Launched by GUSTAVE ROUSSY, CANCER CAMPUS, GRAND PARIS · Jun 26, 2024

Keywords

ClinConnect Summary

The PROACT trial is studying how well a new supportive care program helps patients with cancer. This program aims to provide integrated, proactive support to improve the quality of care and reduce patient distress. The main goal is to see if this supportive care pathway makes a difference in how patients feel after 12 weeks of receiving help. Anyone who has been diagnosed with any type of cancer and is 18 years or older can participate, as long as they can understand and speak French and agree to join the study.
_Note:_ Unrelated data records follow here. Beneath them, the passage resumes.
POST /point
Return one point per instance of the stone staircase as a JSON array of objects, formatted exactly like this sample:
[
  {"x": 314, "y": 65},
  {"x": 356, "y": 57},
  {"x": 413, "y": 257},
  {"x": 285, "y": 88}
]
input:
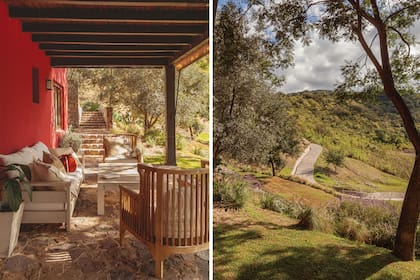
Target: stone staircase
[
  {"x": 92, "y": 129},
  {"x": 92, "y": 120}
]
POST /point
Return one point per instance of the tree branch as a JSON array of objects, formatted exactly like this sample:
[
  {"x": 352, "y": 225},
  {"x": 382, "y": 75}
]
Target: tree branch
[{"x": 402, "y": 38}]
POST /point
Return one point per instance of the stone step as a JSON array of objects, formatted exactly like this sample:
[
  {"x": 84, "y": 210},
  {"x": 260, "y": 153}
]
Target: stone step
[
  {"x": 91, "y": 141},
  {"x": 88, "y": 126},
  {"x": 92, "y": 145},
  {"x": 91, "y": 136},
  {"x": 96, "y": 152}
]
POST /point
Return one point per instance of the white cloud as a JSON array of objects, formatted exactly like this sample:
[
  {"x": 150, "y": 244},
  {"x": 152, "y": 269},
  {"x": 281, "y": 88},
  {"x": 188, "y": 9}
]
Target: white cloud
[{"x": 318, "y": 66}]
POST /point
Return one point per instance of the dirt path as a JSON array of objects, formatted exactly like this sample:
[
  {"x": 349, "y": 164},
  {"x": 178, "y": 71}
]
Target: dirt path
[{"x": 305, "y": 164}]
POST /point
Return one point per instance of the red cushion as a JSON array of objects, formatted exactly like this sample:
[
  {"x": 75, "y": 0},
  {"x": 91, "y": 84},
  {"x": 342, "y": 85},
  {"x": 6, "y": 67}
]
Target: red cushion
[{"x": 69, "y": 163}]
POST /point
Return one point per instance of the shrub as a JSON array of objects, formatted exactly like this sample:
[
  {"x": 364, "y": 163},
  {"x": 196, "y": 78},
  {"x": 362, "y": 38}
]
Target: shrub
[
  {"x": 352, "y": 229},
  {"x": 312, "y": 219},
  {"x": 71, "y": 139},
  {"x": 379, "y": 218},
  {"x": 335, "y": 157},
  {"x": 229, "y": 191},
  {"x": 90, "y": 106},
  {"x": 197, "y": 151},
  {"x": 154, "y": 137},
  {"x": 180, "y": 142}
]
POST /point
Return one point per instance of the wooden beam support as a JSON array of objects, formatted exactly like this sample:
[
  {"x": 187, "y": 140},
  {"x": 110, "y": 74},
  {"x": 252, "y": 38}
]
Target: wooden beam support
[
  {"x": 134, "y": 39},
  {"x": 198, "y": 43},
  {"x": 110, "y": 62},
  {"x": 170, "y": 115},
  {"x": 192, "y": 55},
  {"x": 115, "y": 29}
]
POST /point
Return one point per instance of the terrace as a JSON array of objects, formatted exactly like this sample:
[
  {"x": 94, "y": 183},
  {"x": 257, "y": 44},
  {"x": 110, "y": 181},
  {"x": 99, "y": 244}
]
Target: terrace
[{"x": 50, "y": 36}]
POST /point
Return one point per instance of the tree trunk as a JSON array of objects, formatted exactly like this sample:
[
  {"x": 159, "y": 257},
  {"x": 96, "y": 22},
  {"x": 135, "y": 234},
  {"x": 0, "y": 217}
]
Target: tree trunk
[
  {"x": 407, "y": 226},
  {"x": 191, "y": 133},
  {"x": 273, "y": 167}
]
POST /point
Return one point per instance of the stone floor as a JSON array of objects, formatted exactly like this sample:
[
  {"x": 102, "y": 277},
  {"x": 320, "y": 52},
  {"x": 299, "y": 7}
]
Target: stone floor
[{"x": 91, "y": 250}]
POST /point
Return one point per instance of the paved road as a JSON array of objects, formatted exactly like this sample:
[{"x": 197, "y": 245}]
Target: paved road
[{"x": 305, "y": 168}]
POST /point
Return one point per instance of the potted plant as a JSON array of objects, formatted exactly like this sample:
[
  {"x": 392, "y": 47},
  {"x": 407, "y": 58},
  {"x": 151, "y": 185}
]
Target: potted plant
[{"x": 13, "y": 178}]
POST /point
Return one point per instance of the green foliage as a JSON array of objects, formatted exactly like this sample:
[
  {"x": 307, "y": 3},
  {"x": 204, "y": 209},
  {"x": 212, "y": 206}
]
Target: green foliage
[
  {"x": 335, "y": 157},
  {"x": 229, "y": 191},
  {"x": 180, "y": 142},
  {"x": 291, "y": 208},
  {"x": 13, "y": 177},
  {"x": 89, "y": 106},
  {"x": 314, "y": 219},
  {"x": 352, "y": 229},
  {"x": 71, "y": 139},
  {"x": 251, "y": 123},
  {"x": 154, "y": 137}
]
If you decide to take part in the PROACT trial, you'll receive a thorough assessment to identify your supportive care needs. Throughout the study, your feelings about distress will be tracked using a simple tool called the NCCN Distress Thermometer. This research is important because it could lead to better support for cancer patients, helping them manage their symptoms and improve their overall well-being.

Gender

ALL

Eligibility criteria

• Inclusion Criteria:
• • Histological confirmation of cancer (any cancer type, any stage)
• • Age ≥ 18 years old
• • Received an integrated supportive care need assessment.
• • Sign the consent form for the PROACT study.
• Exclusion Criteria:
• • Absence or inability of written consent from the patient.
• • Does not understand or speak French.